So basically what I want is to run ML Pipelines in parallel.
I have been using scikit-learn, and I have decided to use DaskGridSearchCV
.
I have is a list of gridSearchCV = DaskGridSearchCV(pipeline, grid, scoring=evaluator)
objects, and I run each of them sequentially:
for gridSearchCV in list:
gridSearchCV.fit(train_data, train_target)
predicted = gridSearchCV.predict(test_data)
If I have N different GridSearch
objects, I want to take advantage as much as possible of all the available resources. If there are resources to run 2, 3, 4, ... or N at the same time in parallel, I want to do so.

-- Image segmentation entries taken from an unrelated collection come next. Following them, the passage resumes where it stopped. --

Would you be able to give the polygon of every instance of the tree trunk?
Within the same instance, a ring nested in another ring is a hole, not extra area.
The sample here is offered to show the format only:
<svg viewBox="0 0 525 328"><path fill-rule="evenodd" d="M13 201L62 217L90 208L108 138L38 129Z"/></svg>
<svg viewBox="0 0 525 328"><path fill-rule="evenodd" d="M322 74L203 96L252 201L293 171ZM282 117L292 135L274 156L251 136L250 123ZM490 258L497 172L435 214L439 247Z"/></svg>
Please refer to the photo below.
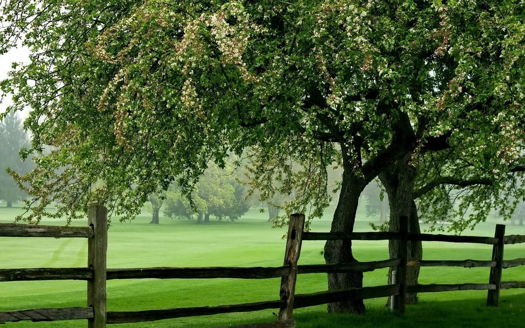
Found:
<svg viewBox="0 0 525 328"><path fill-rule="evenodd" d="M366 184L363 179L356 177L350 170L345 169L331 232L351 232L353 230L359 196ZM352 254L351 240L327 241L324 246L324 260L327 264L356 262ZM330 290L362 287L362 272L328 274ZM363 314L364 303L362 300L331 303L328 304L328 312Z"/></svg>
<svg viewBox="0 0 525 328"><path fill-rule="evenodd" d="M158 195L152 194L148 197L150 203L151 203L151 221L152 224L159 224L159 212L162 207L163 201L159 198Z"/></svg>
<svg viewBox="0 0 525 328"><path fill-rule="evenodd" d="M421 233L417 208L413 199L414 184L417 175L417 168L408 164L410 155L404 157L392 164L388 169L379 175L380 179L385 187L388 197L390 208L390 224L389 230L399 231L400 218L405 216L409 218L408 231L415 234ZM408 259L420 260L423 256L423 246L421 241L409 241ZM388 251L391 258L397 257L399 247L398 240L388 242ZM391 282L392 271L388 270L388 283ZM406 283L408 285L416 284L419 277L419 267L410 267L407 269ZM408 294L407 304L417 302L417 294ZM387 304L390 303L390 298Z"/></svg>
<svg viewBox="0 0 525 328"><path fill-rule="evenodd" d="M279 215L279 212L280 212L280 209L278 208L271 204L268 204L268 222L270 222L272 220L276 218L277 216Z"/></svg>
<svg viewBox="0 0 525 328"><path fill-rule="evenodd" d="M150 223L153 224L159 224L159 211L160 210L160 207L158 206L154 206L153 208L153 215L151 218L151 222Z"/></svg>

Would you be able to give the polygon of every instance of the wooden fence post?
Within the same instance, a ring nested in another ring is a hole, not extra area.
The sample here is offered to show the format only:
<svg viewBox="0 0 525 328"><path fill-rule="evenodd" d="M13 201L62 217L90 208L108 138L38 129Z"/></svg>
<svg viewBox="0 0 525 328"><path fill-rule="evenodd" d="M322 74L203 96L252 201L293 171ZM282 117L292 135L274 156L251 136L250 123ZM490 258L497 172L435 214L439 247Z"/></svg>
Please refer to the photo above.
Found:
<svg viewBox="0 0 525 328"><path fill-rule="evenodd" d="M296 214L290 215L284 263L285 266L290 266L290 270L289 275L281 278L281 289L279 293L281 299L286 301L286 305L279 311L279 321L292 319L296 281L297 280L297 261L301 254L301 244L304 230L304 215Z"/></svg>
<svg viewBox="0 0 525 328"><path fill-rule="evenodd" d="M498 238L498 244L492 247L492 261L496 267L490 268L489 283L496 285L496 289L489 290L487 295L487 306L497 306L499 304L499 290L501 288L501 273L503 272L503 238L505 236L505 225L496 225L494 237Z"/></svg>
<svg viewBox="0 0 525 328"><path fill-rule="evenodd" d="M92 205L88 209L88 224L93 237L88 239L88 266L93 268L93 279L88 280L88 306L93 317L88 319L88 328L106 328L106 251L108 249L108 210Z"/></svg>
<svg viewBox="0 0 525 328"><path fill-rule="evenodd" d="M399 220L399 233L401 238L397 249L397 257L401 262L397 266L397 283L399 284L399 294L394 297L394 311L405 312L405 302L406 296L406 262L408 246L408 218L402 216Z"/></svg>

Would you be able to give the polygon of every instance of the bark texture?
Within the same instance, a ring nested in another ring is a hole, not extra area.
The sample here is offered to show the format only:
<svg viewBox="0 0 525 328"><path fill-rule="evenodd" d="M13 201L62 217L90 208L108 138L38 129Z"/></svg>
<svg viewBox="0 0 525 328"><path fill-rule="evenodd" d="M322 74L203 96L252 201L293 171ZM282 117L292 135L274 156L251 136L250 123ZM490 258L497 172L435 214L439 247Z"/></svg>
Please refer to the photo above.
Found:
<svg viewBox="0 0 525 328"><path fill-rule="evenodd" d="M388 197L390 207L390 225L389 231L399 231L400 218L408 217L408 232L414 234L421 232L417 208L413 198L414 185L417 175L417 168L409 164L410 156L407 155L391 165L388 169L379 175L380 179L385 187ZM423 257L423 246L421 241L408 242L408 260L419 261ZM396 257L399 247L398 240L388 242L388 252L391 258ZM391 283L392 271L388 270L388 283ZM419 274L418 267L409 267L407 269L406 282L408 285L417 284ZM406 296L407 304L417 302L417 294L409 293ZM390 303L390 299L387 304Z"/></svg>
<svg viewBox="0 0 525 328"><path fill-rule="evenodd" d="M333 215L331 232L351 232L353 231L359 196L366 184L362 179L345 170L339 200ZM356 262L352 253L351 240L328 240L324 246L324 259L327 264ZM363 273L329 273L330 290L363 287ZM362 300L328 304L328 312L364 314Z"/></svg>

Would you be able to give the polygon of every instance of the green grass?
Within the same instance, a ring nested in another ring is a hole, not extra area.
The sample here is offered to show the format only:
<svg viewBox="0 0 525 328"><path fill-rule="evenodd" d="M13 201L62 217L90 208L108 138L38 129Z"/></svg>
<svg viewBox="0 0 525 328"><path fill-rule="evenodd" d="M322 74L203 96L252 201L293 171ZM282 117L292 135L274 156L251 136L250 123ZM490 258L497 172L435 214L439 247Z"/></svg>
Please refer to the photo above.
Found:
<svg viewBox="0 0 525 328"><path fill-rule="evenodd" d="M19 208L0 208L0 222L12 222ZM109 232L110 268L148 267L278 266L282 265L284 229L273 229L267 214L256 209L235 222L212 220L207 225L161 218L161 224L149 224L147 213L131 223L116 220ZM356 231L369 231L367 218L358 214ZM314 222L312 230L329 231L330 220ZM492 236L495 221L479 225L466 235ZM63 224L58 220L42 224ZM84 225L85 220L74 223ZM423 227L424 228L424 227ZM525 234L525 227L507 226L507 235ZM323 262L319 255L322 241L305 241L300 262ZM490 259L491 247L474 244L424 242L425 259ZM360 261L388 258L387 242L357 241L355 257ZM81 267L87 261L84 239L0 238L0 268ZM505 258L525 257L525 245L506 247ZM385 284L386 269L364 273L365 286ZM486 283L488 268L423 268L421 283ZM505 269L503 280L525 280L525 267ZM327 289L326 274L301 274L297 292ZM278 298L279 279L123 280L108 282L109 311L133 311L183 306L217 305ZM464 291L421 294L420 303L407 308L404 316L384 307L385 298L367 300L366 315L327 315L326 305L299 309L295 316L300 328L330 327L498 327L521 326L525 319L525 291L502 291L499 308L485 306L487 292ZM35 308L86 305L85 281L28 281L0 283L0 311ZM123 328L212 327L274 320L275 310L193 317L151 323L119 325ZM83 320L54 323L23 322L7 324L13 328L87 326Z"/></svg>

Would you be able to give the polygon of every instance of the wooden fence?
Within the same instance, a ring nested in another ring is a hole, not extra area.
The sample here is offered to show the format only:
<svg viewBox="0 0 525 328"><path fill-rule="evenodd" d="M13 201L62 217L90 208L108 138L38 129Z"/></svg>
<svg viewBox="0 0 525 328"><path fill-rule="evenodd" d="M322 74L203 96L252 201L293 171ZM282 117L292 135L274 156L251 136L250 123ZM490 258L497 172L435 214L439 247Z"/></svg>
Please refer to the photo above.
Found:
<svg viewBox="0 0 525 328"><path fill-rule="evenodd" d="M304 216L293 214L290 217L285 260L281 267L272 268L147 268L107 269L107 211L105 207L94 206L88 211L88 226L58 227L32 226L25 224L0 224L0 237L78 237L88 239L88 267L86 268L39 268L34 269L0 269L0 281L28 280L79 280L87 281L87 306L85 308L34 309L0 312L0 322L54 321L87 319L89 328L106 327L107 324L152 321L163 319L208 315L218 313L279 309L277 322L239 327L291 327L293 309L328 303L344 302L394 296L394 310L405 310L406 293L424 293L465 290L488 291L487 304L498 306L501 289L525 288L525 281L501 281L502 269L525 264L525 258L503 260L503 247L506 244L525 242L525 236L505 236L505 226L497 225L494 237L460 236L427 234L411 234L408 220L401 218L400 231L384 232L304 232ZM298 265L298 261L303 240L350 239L359 240L398 240L401 243L396 258L372 262ZM409 240L470 242L493 245L492 259L489 261L464 260L454 261L407 260L407 244ZM490 268L488 283L454 284L418 284L407 285L406 267L486 267ZM342 290L321 291L296 294L298 274L366 272L376 269L397 267L397 283L351 288ZM127 279L267 279L281 278L279 299L218 306L202 306L150 310L139 311L113 312L106 310L106 281Z"/></svg>

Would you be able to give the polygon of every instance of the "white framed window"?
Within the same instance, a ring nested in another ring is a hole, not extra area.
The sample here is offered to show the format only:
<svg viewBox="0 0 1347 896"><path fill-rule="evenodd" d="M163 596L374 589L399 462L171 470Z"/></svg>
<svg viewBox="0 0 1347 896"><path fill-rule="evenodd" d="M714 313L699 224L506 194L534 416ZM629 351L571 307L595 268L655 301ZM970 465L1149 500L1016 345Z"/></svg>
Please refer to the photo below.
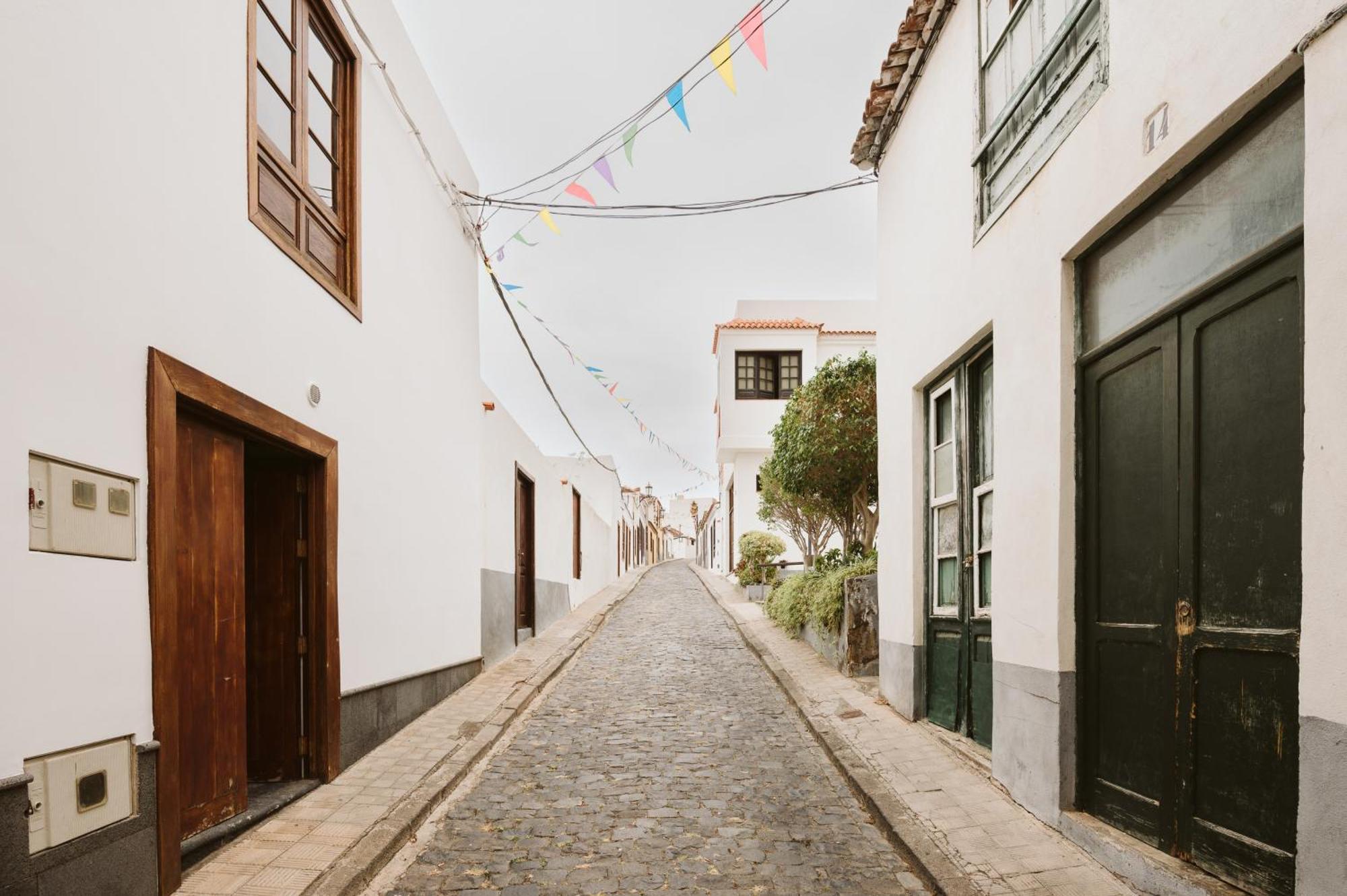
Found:
<svg viewBox="0 0 1347 896"><path fill-rule="evenodd" d="M987 343L927 393L931 613L991 616L993 367Z"/></svg>
<svg viewBox="0 0 1347 896"><path fill-rule="evenodd" d="M977 0L978 229L1061 145L1109 79L1105 0Z"/></svg>
<svg viewBox="0 0 1347 896"><path fill-rule="evenodd" d="M973 613L991 615L991 350L968 362L968 480L973 486Z"/></svg>
<svg viewBox="0 0 1347 896"><path fill-rule="evenodd" d="M959 435L955 378L931 390L927 496L931 514L931 612L959 615Z"/></svg>

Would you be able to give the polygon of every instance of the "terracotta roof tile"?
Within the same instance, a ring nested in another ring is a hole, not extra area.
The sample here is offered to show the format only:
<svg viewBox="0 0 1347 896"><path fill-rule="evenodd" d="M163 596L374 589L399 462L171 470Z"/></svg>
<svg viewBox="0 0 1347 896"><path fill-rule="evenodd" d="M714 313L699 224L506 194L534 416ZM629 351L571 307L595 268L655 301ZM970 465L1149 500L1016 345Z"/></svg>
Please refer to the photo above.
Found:
<svg viewBox="0 0 1347 896"><path fill-rule="evenodd" d="M721 344L722 330L823 330L823 324L816 324L804 318L735 318L722 324L715 324L715 338L711 340L711 354Z"/></svg>
<svg viewBox="0 0 1347 896"><path fill-rule="evenodd" d="M851 144L851 164L869 171L884 153L884 144L907 108L925 63L925 55L940 34L944 17L956 0L912 0L898 26L898 36L870 83L870 96L861 114L861 130Z"/></svg>

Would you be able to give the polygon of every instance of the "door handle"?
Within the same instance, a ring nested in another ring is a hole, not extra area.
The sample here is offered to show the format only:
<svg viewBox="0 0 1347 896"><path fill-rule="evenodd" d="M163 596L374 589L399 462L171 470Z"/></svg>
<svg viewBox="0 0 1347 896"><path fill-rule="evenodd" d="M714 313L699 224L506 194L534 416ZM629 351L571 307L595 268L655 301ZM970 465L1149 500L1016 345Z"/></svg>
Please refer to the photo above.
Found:
<svg viewBox="0 0 1347 896"><path fill-rule="evenodd" d="M1187 638L1197 628L1197 613L1193 612L1192 604L1187 600L1180 600L1179 605L1175 607L1175 631L1179 632L1180 638Z"/></svg>

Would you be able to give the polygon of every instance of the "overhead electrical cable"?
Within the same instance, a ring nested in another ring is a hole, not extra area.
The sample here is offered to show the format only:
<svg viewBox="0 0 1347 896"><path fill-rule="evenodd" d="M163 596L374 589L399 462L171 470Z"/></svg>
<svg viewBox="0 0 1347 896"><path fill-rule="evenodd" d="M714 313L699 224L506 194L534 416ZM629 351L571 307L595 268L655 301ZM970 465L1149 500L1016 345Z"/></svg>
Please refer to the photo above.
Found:
<svg viewBox="0 0 1347 896"><path fill-rule="evenodd" d="M766 9L766 8L768 8L769 5L772 5L772 3L775 3L775 1L776 1L776 0L768 0L768 1L765 1L765 3L761 3L761 4L757 4L757 5L754 7L754 9L758 9L758 11L762 11L762 9ZM729 58L730 58L730 59L733 59L733 58L734 58L734 57L735 57L735 55L737 55L737 54L740 52L740 50L742 50L742 48L744 48L744 46L749 43L749 38L752 38L752 36L753 36L753 35L756 35L756 34L757 34L758 31L761 31L762 28L765 28L765 27L766 27L766 23L768 23L768 22L770 22L770 20L772 20L773 17L776 17L776 15L777 15L777 13L780 13L780 12L781 12L783 9L785 9L785 7L788 7L788 5L791 4L791 0L780 0L780 4L781 4L781 5L780 5L780 7L777 7L776 9L773 9L773 11L772 11L772 12L770 12L769 15L766 15L766 16L762 16L761 22L758 22L758 24L757 24L757 26L756 26L756 27L754 27L754 28L753 28L753 30L752 30L750 32L748 32L746 35L744 35L744 38L742 38L742 39L740 40L740 43L738 43L738 44L737 44L737 46L735 46L735 47L734 47L734 48L733 48L733 50L730 51L730 54L729 54ZM746 20L746 17L745 17L745 19L741 19L741 22L744 22L744 20ZM723 42L723 40L729 40L729 39L731 39L733 34L734 34L734 31L733 31L733 30L731 30L731 31L729 31L729 32L727 32L727 34L725 35L725 38L722 38L722 42ZM717 44L717 46L719 46L719 44ZM692 67L690 67L690 69L688 69L688 70L687 70L687 71L684 73L684 75L682 75L682 77L686 77L686 75L687 75L687 74L690 74L690 73L691 73L691 71L692 71L694 69L696 69L696 66L698 66L698 65L700 65L700 63L702 63L702 61L704 61L704 59L706 59L707 57L710 57L710 54L711 54L711 51L707 51L707 52L706 52L706 54L704 54L704 55L703 55L703 57L702 57L700 59L698 59L698 61L696 61L696 62L695 62L695 63L692 65ZM710 69L709 71L706 71L706 73L704 73L704 74L703 74L702 77L699 77L699 78L698 78L696 81L694 81L694 82L692 82L692 83L691 83L691 85L690 85L688 87L686 87L686 89L683 90L683 97L687 97L687 94L690 94L690 93L691 93L692 90L695 90L695 89L698 87L698 85L700 85L700 83L702 83L703 81L706 81L706 79L707 79L707 78L710 78L710 77L711 77L713 74L715 74L715 73L718 71L718 69L719 69L719 66L711 66L711 69ZM679 79L676 79L676 81L675 81L674 83L679 83L679 82L682 81L682 77L680 77ZM624 120L624 122L622 122L622 124L629 124L629 122L632 122L632 121L638 121L638 120L640 120L640 118L643 118L643 117L644 117L645 114L648 114L648 113L649 113L649 110L651 110L651 109L653 109L653 108L655 108L655 106L656 106L656 105L659 104L659 101L660 101L660 100L664 100L664 98L665 98L667 96L668 96L668 89L665 90L665 93L661 93L661 94L660 94L659 97L656 97L656 98L655 98L655 100L652 100L652 101L651 101L649 104L647 104L645 106L643 106L640 112L637 112L637 113L634 113L633 116L629 116L629 117L628 117L626 120ZM607 147L606 147L606 148L605 148L605 149L602 151L602 153L601 153L601 155L602 155L603 157L606 157L606 156L612 155L613 152L617 152L618 147L621 147L621 145L622 145L622 144L625 144L625 143L629 143L629 140L634 140L634 139L636 139L637 136L640 136L640 135L641 135L641 132L644 132L644 130L645 130L647 128L649 128L651 125L653 125L653 124L655 124L656 121L659 121L660 118L663 118L664 116L667 116L667 114L669 114L669 113L672 113L672 112L676 112L676 110L678 110L678 108L679 108L680 105L682 105L682 101L680 101L680 102L679 102L678 105L674 105L674 104L669 104L669 106L668 106L667 109L664 109L663 112L660 112L660 114L655 116L655 117L653 117L653 118L651 118L649 121L645 121L645 122L644 122L644 124L641 124L641 125L640 125L638 128L636 128L636 132L634 132L634 133L632 133L632 135L630 135L630 137L626 137L626 135L621 135L621 136L622 136L622 139L621 139L621 140L620 140L618 143L610 143L610 144L609 144L609 145L607 145ZM621 126L622 126L622 124L617 125L617 128L621 128ZM601 137L598 137L597 140L591 141L589 147L586 147L585 149L581 149L579 152L577 152L577 153L575 153L575 155L574 155L574 156L571 157L571 160L570 160L570 161L575 161L575 160L578 160L578 159L579 159L581 156L585 156L586 153L589 153L590 151L593 151L593 149L594 149L594 147L597 147L598 144L603 143L605 140L610 140L610 139L612 139L612 137L614 136L614 132L617 130L617 128L613 128L613 129L610 129L610 130L605 132L605 135L603 135L603 136L601 136ZM570 163L566 163L566 164L570 164ZM520 187L524 187L524 186L527 186L527 184L529 184L529 183L532 183L532 182L535 182L535 180L540 180L541 178L546 178L546 176L548 176L550 174L552 174L552 172L555 172L555 171L560 171L560 170L562 170L563 167L564 167L564 165L558 165L558 167L555 167L555 168L554 168L552 171L550 171L550 172L546 172L546 174L541 174L541 175L536 175L536 176L531 178L529 180L525 180L525 182L523 182L523 183L520 183L520 184L516 184L515 187L511 187L511 188L508 188L508 190L501 190L501 191L497 191L497 192L493 192L493 194L490 194L490 195L492 195L492 196L500 196L500 195L502 195L502 194L509 194L509 192L515 192L515 191L516 191L516 190L519 190ZM574 180L575 180L577 178L579 178L579 176L581 176L582 174L585 174L586 171L589 171L589 168L590 168L590 165L585 165L583 168L579 168L579 170L577 170L577 171L572 171L571 174L568 174L568 175L566 175L566 176L563 176L563 178L559 178L559 179L556 179L556 180L552 180L551 183L548 183L548 184L546 184L546 186L541 186L541 187L535 187L533 190L529 190L528 192L524 192L524 194L519 194L517 196L513 196L513 198L515 198L515 199L524 199L524 198L528 198L528 196L535 196L535 195L537 195L537 194L541 194L541 192L547 192L548 190L555 190L556 187L559 187L559 186L562 186L562 184L570 184L570 183L571 183L571 182L574 182ZM558 192L556 192L556 194L555 194L555 195L554 195L552 198L555 199L556 196L560 196L560 195L562 195L563 192L564 192L564 188L563 188L563 190L560 190L560 191L558 191ZM494 209L494 210L492 210L492 211L490 211L490 214L488 214L488 215L486 215L485 218L481 218L481 225L482 225L482 226L485 226L485 225L490 223L492 218L494 218L494 217L496 217L497 214L500 214L500 211L502 211L502 209ZM531 218L529 218L528 221L525 221L525 222L524 222L523 225L520 225L520 230L521 230L523 227L527 227L527 226L528 226L528 225L529 225L529 223L531 223L531 222L532 222L532 221L533 221L535 218L537 218L537 217L539 217L540 214L541 214L540 211L539 211L539 213L535 213L535 214L533 214L533 217L531 217ZM498 252L498 250L497 250L497 252Z"/></svg>
<svg viewBox="0 0 1347 896"><path fill-rule="evenodd" d="M465 192L463 195L473 200L465 204L478 209L485 209L488 206L498 206L513 211L539 211L546 207L552 215L558 217L648 219L648 218L684 218L690 215L741 211L745 209L762 209L765 206L775 206L783 202L793 202L796 199L807 199L810 196L816 196L826 192L834 192L838 190L850 190L851 187L865 187L873 183L878 183L878 179L872 175L862 175L834 184L828 184L827 187L818 187L815 190L776 192L776 194L766 194L762 196L749 196L745 199L723 199L715 202L687 202L687 203L671 203L671 204L618 204L618 206L598 206L598 204L590 206L590 204L575 204L575 203L551 204L540 202L520 202L513 199L500 199L497 196L482 196L474 192Z"/></svg>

So I started trying a few things based on dask's documentation. First I tried dask.threaded
and dask.multiprocessing
but it ends up being slower and I keep getting:
/Library/Python/2.7/site-packages/sklearn/externals/joblib/parallel.py:540: UserWarning: Multiprocessing backed parallel loops cannot be nested below threads, setting n_jobs=1
This is the code snippet:
def run_pipeline(self, gs, data):
train_data, test_data, train_target, expected = train_test_split(data, target, test_size=0.25, random_state=33)
model = gs.fit(train_data, train_target)
predicted = gs.predict(test_data)
values = [delayed(run_pipeline)(gs, df) for gs in gs_list]
compute(*values, get=dask.threaded.get)
Maybe I am approaching this the wrong way, would you have any suggestions for me?